The first gift came from Merrill Gardens; a plaque bearing Roff's picture on one side and some of the highlights of her life on the other.
According to the story on the plaque, she was born in Lima, Ohio in 1913, and worked on the family farm while going to school, where she enjoyed basketball and tennis. Her father drove what was termed a "school bus," a horse-drawn wagon with a stove built into the floor to keep the kids warm on cold winter days.
She was a good student and went on to earn her bachelor's and master's degrees in education at Ohio State University.
In her 20s, she sold Liberty Bonds to support the troops during World War II, and the work she did during the war brought her to Seattle, where she worked at Boeing as an inspector during the war. After the war she became a teacher, which she did for many years before taking the job as principal of Highline Elementary School in Seattle.
She met and married Frank Roff, who owned a butcher shop in Seattle, and who had a lot of family in the Monroe area.
To include all the highlights of Roff's achievements would have required a much larger plaque.
She first went into business as a young girl, when her mother gave her a patch of garden to work, and she grew and sold vegetables from it.
In later years, she opened a dress shop with a friend, and she and her husband successfully speculated in real estate.
"They invested in property, subdivided them and sold them off and made a good retirement income," said grandson Frank Roff. "They had nice pieces of land on the coast and on the Columbia, and she got her real estate license once."
After her husband passed away, Roff bought a property in Monroe and moved onto it about 10-15 years ago.
She remained independent for a very long time, and her loved ones used to wince at the sight of her driving her car at a painfully slow pace down the highway.
"I used to live on Highway 2 and I would be in the yard, and I could see down the highway, and there would be traffic, and then there would be a break and then I could see a long line of cars coming behind her. She was going to Snohomish at 39 miles an hour," said one man who, though not related, is considered an honorary grandson of Roff's.
She got her license renewed at the age of 97.
Roff was very active in her church and her homeowners' association, and when she moved into Merrill Gardens, she was active there, too, serving as president of the Resident Council.

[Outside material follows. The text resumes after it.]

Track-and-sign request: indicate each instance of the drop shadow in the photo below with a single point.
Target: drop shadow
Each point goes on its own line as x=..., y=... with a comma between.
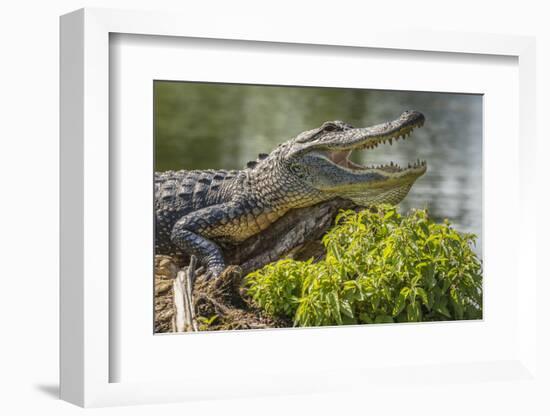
x=51, y=390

As she rested in bed and greeted her well-wishers, she smiled at the plaque and the fuss, too.
"Everyone wanted to have a party," she said.
The celebration was important, said Lisa Caldwell, Community Relations Director at Merrill Gardens.
The reason why was emblazoned in the last lines on the plaque she presented to Roff.
"It is an honor to recognize such a tremendous individual who has met the challenges of life, overcome obstacles along the way, and has managed to accomplish so much," the plaque said.